Apr 30, 2015
Oversleeping seems like a distant dream when falling asleep takes half of your night. But, the truth is that some people do oversleep. Although there are no theories to suggest the right amount of sleep, it is believed that most adults must sleep for seven to nine hours at night.
However, if you fall under the category of those who need more than nine hours of sleep to get their body functioning again, here is some bad news for you. There is a whole list of health problems associated with sleeping too much.
A study conducted on adult twins in 2014 helped the researchers to find that long sleep durations can increase risk of depression symptoms. The participants of the study who slept between seven and nine hours at night showed 27 percent heritability of depressive symptoms, while participants who slept more than nine hours had 49 percent heritability.

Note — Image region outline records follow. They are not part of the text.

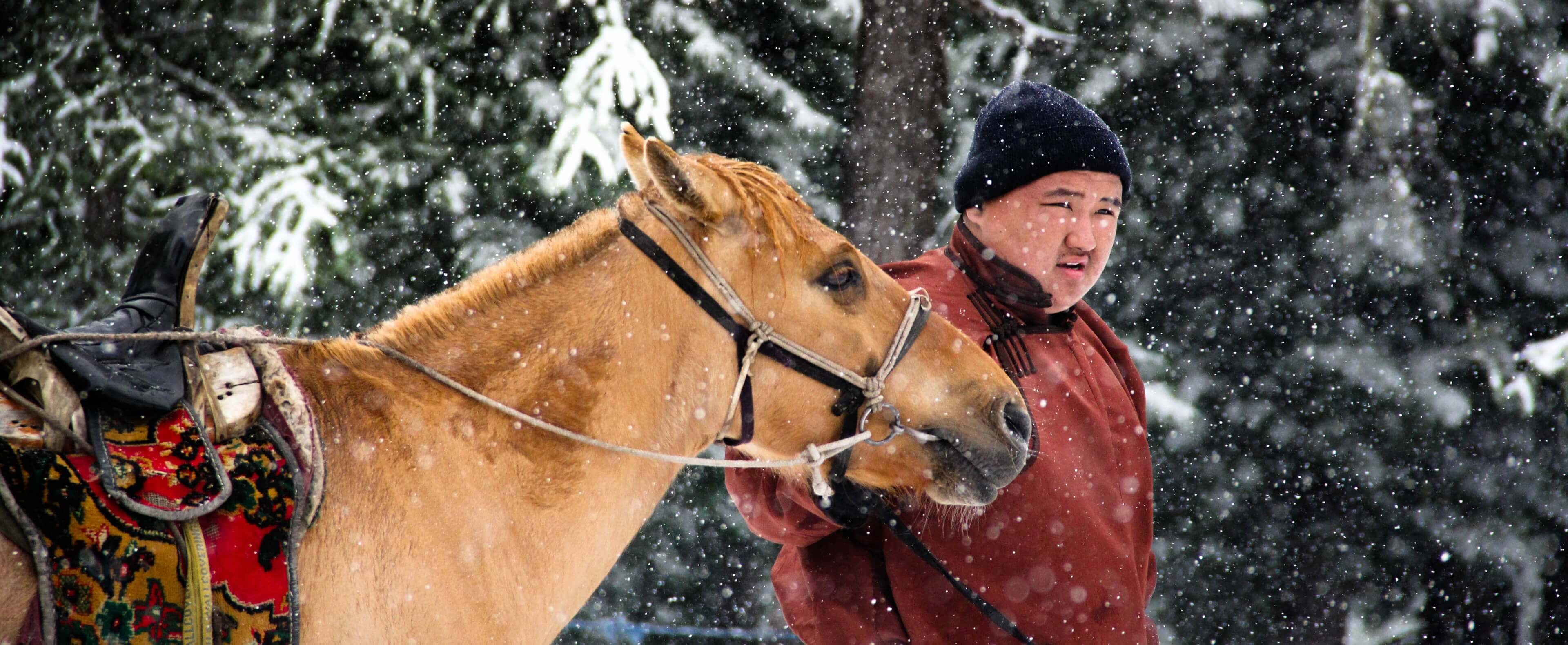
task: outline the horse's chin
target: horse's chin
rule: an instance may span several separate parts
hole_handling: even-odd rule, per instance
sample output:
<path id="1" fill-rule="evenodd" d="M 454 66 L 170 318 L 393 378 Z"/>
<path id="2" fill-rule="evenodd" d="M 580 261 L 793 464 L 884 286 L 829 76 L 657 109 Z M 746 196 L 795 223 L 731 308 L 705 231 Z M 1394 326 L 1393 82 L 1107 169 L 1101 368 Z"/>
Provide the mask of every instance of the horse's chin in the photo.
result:
<path id="1" fill-rule="evenodd" d="M 960 443 L 944 430 L 933 432 L 931 485 L 925 494 L 933 502 L 964 507 L 983 507 L 996 501 L 997 491 L 1018 477 L 1019 465 L 1010 447 L 994 450 L 961 450 Z"/>
<path id="2" fill-rule="evenodd" d="M 983 507 L 996 501 L 996 486 L 988 483 L 969 485 L 969 483 L 953 483 L 953 485 L 935 485 L 925 490 L 927 497 L 931 497 L 936 504 L 947 504 L 955 507 Z"/>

A study in 2012 on elderly women showed that oversleeping could hamper functioning of the brain over a six-year course. Women who slept for more than nine hours regularly had changes in their brain at par with aging two years.
A Korean team of researchers analyzed sleeping habits of over 650 women who were undergoing in virto fertilization. It was found that women who slept for seven to eight hours at night were more likely to conceive than women who slept for nine to 11 hours.
A study from Quebec found that people who sleept for more than eight hours at night were twice as likely to develop type 2 diabetes or a malfunctioning glucose tolerance over a six-year period. On the other hand, people who slept between seven and eight hours at night showed no signs of being at risk, even after controlling differences in body mass.
Research presented at a 2012 American College of Cardiology meeting showed that sleeping for eight or more hours every night could cause an increased risk of heart problems. In this research, data from over 3000 people were analysed. It was found that people sleeping for long hours were twice more likely to be at the risk of angina and 1.1 times more likely to be at the risk of coronary artery disease.